机器学习:多元回归Python示例
当有一组以上的输入特征作为方程状态时,我们使用多元回归:
Y=x0+(x1*w1+x2*w2+x3*w3+....+xn*wn)
其中x1,x2,x3,... .xn是输入特征。
在现实世界中,在简单的线性回归中处理二维数据并不容易。
我们来看示例 HousePrice.csv数据集(https://github.com/neelindresh/NeelBlog/blob/master/HousePrice.csv),它将包含8列。我们要考虑所有8列(记住日期列不是一个特征,它只是信息,所以我们可以忽略它)。这给我们留下了7个特征作为X轴和1个特征作为Y轴或目标值。Python代码如下
import pandas
import numpy as np
#load csv file
df=pandas.read_csv('./DataSet/HousePrice.csv')
print(df.describe())
df=df.drop(['Date'],axis=1)
X=df[list(df.columns)[:-1]]
Y=df[list(df.columns)[-1]]
#print(X)
#print(Y)
from sklearn.model_selection import train_test_split
xtrain,xtest,ytrain,ytest=train_test_split(X,Y,random_state=0)
from sklearn.linear_model import LinearRegression
reg=LinearRegression()
reg.fit(xtrain,ytrain)
print(list(reg.predict(xtrain))[:5])
print(reg.score(xtest,ytest))
使用Pandas库导入CSV文件:
df=pandas.read_csv('./DataSet/HousePrice.csv')
print(df.describe())
pandas .read_csv()从特定位置读取csv文件。
删除不需要的数据(在此表中它是['Date']列)
df.drop(['Date'],axis=1)
这是删除'Date'后的数据集:
[|Price (All)|Change (All)|Price (New)|Change (New)|Price (Modern)|Change (Modern)|Price (Older)|Change (Older)|]
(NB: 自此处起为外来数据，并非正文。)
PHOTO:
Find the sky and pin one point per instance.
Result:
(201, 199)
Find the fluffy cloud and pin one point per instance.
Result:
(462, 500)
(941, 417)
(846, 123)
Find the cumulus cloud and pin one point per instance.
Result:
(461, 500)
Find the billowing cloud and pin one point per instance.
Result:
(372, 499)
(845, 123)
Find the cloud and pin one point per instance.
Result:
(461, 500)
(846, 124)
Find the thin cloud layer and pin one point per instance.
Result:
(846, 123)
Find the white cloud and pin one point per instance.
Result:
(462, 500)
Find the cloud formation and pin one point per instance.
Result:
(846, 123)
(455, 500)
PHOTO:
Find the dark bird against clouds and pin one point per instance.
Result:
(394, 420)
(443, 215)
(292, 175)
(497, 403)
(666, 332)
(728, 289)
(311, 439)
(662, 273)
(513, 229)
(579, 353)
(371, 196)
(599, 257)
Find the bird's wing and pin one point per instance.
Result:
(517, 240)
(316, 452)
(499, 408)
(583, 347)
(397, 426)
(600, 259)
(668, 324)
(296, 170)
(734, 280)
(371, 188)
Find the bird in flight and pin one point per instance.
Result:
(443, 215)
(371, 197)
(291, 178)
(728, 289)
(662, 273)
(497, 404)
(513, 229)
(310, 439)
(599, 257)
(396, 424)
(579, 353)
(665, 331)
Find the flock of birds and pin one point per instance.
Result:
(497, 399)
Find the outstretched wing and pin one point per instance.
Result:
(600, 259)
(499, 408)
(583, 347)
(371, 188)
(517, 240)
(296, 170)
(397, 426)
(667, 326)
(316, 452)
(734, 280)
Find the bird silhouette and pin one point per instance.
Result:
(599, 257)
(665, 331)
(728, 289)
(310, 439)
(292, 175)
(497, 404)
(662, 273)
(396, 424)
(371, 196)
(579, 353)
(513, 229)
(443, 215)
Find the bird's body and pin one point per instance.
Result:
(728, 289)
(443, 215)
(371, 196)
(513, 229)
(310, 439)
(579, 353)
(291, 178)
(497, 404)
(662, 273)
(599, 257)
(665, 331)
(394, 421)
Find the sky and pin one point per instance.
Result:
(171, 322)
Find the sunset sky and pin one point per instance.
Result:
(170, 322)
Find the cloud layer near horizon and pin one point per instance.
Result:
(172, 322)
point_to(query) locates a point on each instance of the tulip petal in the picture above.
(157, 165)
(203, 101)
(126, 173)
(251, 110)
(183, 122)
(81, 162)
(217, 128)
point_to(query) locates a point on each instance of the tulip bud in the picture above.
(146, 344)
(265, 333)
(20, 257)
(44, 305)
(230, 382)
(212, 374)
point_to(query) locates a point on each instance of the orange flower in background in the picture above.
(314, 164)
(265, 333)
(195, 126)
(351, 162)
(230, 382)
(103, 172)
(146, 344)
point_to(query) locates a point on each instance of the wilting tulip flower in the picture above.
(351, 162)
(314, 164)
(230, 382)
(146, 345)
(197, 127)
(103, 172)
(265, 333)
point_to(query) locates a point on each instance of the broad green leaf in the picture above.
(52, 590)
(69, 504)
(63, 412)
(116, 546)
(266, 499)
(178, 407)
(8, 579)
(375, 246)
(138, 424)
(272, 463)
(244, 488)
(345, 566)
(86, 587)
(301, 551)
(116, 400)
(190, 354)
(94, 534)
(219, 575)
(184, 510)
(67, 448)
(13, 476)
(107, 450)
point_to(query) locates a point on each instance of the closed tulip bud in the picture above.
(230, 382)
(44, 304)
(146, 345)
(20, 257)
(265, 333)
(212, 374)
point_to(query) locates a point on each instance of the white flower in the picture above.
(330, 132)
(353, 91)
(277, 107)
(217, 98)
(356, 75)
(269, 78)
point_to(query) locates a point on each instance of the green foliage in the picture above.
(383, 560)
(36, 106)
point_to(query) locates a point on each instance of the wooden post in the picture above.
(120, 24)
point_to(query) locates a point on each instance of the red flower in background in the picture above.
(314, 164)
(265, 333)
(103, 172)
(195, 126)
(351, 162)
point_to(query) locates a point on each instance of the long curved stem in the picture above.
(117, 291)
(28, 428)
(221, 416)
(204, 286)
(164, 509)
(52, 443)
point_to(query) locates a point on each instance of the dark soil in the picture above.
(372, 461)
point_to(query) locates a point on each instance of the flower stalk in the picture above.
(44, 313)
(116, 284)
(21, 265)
定义 X (Feature Set)和 Y (Target)
X=df[list(df.columns)[:-1]]
Y=df[list(df.columns)[-1]]
所以Y或我们的目标特征变成'Price(New)',其余的变成我们的特征集或X.
X=[‘Price (All)’, ‘Change (All)’, ‘Price (New)’, ‘Change (New)’, ‘Price (Modern)’, ‘Change (Modern)’, ‘Price (Older)’]
Y=[Change (Older)]
from sklearn.model_selection import train_test_split
xtrain,xtest,ytrain,ytest=train_test_split(X,Y,random_state=0)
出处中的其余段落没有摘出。